Tempo di lettura: 8 minutes

Indice dei contenuti

L’insulina è un ormone che regola l’utilizzo del glucosio nelle cellule, grazie a cui gli zuccheri del sangue sono utilizzati per dare energia al corpo. La parola insulina è però impiegata anche per definire un farmaco con il quale si possono contrastare gli effetti del diabete

Prima della sua scoperta non vi erano cure per questa patologia. Dopo la vita delle persone con diabete è cambiata migliorandola. Scopriamo che cos’è l’insulina, quando fu scoperta e perché è tanto necessaria per chi ha il diabete.

Cos’è l’insulina

L’insulina è un ormone prodotta dal pancreas. La sua funzione primaria è quella di regolare l’utilizzo del glucosio (comunemente noto come zucchero) da parte delle cellule dell’organismo, permettendo al corpo di usarlo come fonte di energia.

Per capire il suo meccanismo, si può pensare all’insulina come a una chiave. Quando mangiamo, il glucosio entra nel sangue (il flusso sanguigno) e deve raggiungere le cellule del corpo (muscoli, cervello, ecc.) per alimentarle. Tuttavia, queste cellule hanno delle “porte” chiuse. L’insulina agisce come la chiave che apre queste porte.

Una volta aperte, il glucosio può passare dal flusso sanguigno alle cellule, dove viene utilizzato per produrre l’energia necessaria.

Cos'è l'insulina

Se l’organismo non produce insulina a sufficienza, o se le cellule non rispondono correttamente, il glucosio non riesce a entrare. Gli zuccheri  rimangono nel sangue generando una condizione nota come iperglicemia (alti livelli di zucchero nel sangue).
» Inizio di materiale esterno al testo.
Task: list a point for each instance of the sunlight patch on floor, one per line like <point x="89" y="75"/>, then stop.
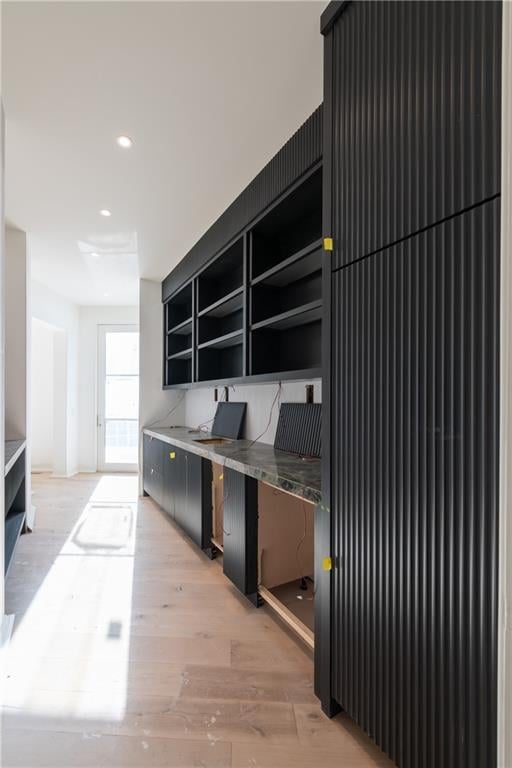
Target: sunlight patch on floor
<point x="91" y="577"/>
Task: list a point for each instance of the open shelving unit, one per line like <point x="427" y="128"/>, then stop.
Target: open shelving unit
<point x="255" y="309"/>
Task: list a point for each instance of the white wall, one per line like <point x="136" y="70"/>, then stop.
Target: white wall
<point x="42" y="396"/>
<point x="154" y="402"/>
<point x="90" y="318"/>
<point x="16" y="334"/>
<point x="200" y="405"/>
<point x="196" y="406"/>
<point x="63" y="315"/>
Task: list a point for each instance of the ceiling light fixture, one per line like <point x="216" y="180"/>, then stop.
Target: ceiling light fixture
<point x="125" y="142"/>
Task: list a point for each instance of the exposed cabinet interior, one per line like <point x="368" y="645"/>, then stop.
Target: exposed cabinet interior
<point x="286" y="558"/>
<point x="218" y="506"/>
<point x="179" y="336"/>
<point x="223" y="279"/>
<point x="290" y="226"/>
<point x="254" y="308"/>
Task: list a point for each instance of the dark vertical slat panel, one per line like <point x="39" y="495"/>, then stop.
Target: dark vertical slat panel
<point x="241" y="532"/>
<point x="415" y="473"/>
<point x="300" y="153"/>
<point x="415" y="118"/>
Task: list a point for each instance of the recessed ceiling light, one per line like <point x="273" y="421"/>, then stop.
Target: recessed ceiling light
<point x="124" y="141"/>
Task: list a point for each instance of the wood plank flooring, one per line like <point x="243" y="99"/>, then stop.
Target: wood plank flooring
<point x="130" y="648"/>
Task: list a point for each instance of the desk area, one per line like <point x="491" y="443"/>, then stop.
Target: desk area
<point x="287" y="471"/>
<point x="248" y="503"/>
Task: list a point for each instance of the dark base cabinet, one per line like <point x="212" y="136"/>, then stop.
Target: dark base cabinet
<point x="180" y="482"/>
<point x="193" y="504"/>
<point x="241" y="532"/>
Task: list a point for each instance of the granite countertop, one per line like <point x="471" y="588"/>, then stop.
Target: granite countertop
<point x="13" y="449"/>
<point x="286" y="471"/>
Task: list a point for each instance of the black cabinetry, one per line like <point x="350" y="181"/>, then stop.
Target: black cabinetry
<point x="256" y="302"/>
<point x="193" y="506"/>
<point x="411" y="310"/>
<point x="240" y="525"/>
<point x="414" y="95"/>
<point x="180" y="482"/>
<point x="179" y="336"/>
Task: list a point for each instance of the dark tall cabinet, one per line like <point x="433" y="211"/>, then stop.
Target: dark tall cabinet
<point x="411" y="199"/>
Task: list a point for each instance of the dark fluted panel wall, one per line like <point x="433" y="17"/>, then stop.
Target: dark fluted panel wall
<point x="415" y="476"/>
<point x="416" y="92"/>
<point x="300" y="153"/>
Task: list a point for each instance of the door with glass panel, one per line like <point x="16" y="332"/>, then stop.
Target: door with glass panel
<point x="118" y="398"/>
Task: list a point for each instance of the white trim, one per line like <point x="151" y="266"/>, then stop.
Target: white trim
<point x="504" y="692"/>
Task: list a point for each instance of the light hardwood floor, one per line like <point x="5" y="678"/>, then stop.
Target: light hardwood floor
<point x="131" y="649"/>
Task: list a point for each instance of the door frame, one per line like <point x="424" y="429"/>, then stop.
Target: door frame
<point x="100" y="399"/>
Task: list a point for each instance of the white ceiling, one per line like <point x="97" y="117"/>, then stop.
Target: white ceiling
<point x="209" y="92"/>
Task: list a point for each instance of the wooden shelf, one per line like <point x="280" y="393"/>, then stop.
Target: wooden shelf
<point x="228" y="340"/>
<point x="288" y="617"/>
<point x="185" y="354"/>
<point x="182" y="329"/>
<point x="307" y="313"/>
<point x="226" y="305"/>
<point x="301" y="264"/>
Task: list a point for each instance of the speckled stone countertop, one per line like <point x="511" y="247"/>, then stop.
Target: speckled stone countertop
<point x="287" y="471"/>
A lungo andare, l’eccesso di glucosio nel sangue può danneggiare gravemente vasi sanguigni, nervi, organi vitali e il cuore. Perciò, la funzione regolatrice dell’insulina è:

  • fornire energia;
  • proteggere l’organismo dagli effetti corrosivi dell’eccesso di zucchero.

La mancanza di insulina: il diabete

Un corpo umano produce una certa quantità di insulina necessaria per regolare gli zuccheri del sangue, che vengono così impiegati per il metabolismo (insieme di attività che creano energia per la sussistenza e le funzioni del corpo umano).

Il pancreas la rilascia in modo costante, definita insulina basale, e in modo rapido (“bolo”). Quest’ultima è immessa nel corpo in risposta all’incremento di zuccheri nel sangue, come accade dopo i pasti. In alcuni casi però l’insulina non è prodotta o la quantità non è sufficiente.

Quando il pancreas non riesce a creare insulina, si parla di una patologia che prende il nome di Diabete Mellito di tipo 1.In altri casi il pancreas produce insulina, ma questa non è in quantità sufficiente per assimilare tutti gli zuccheri, oppure non è adeguata ad agire sulle “chiavi” delle cellule. In questo caso si parla di Diabete di tipo 2. In entrambi i casi, la somministrazione di insulina permette di regolarizzare gli zuccheri nel sangue e contrastare le conseguenze negative del diabete.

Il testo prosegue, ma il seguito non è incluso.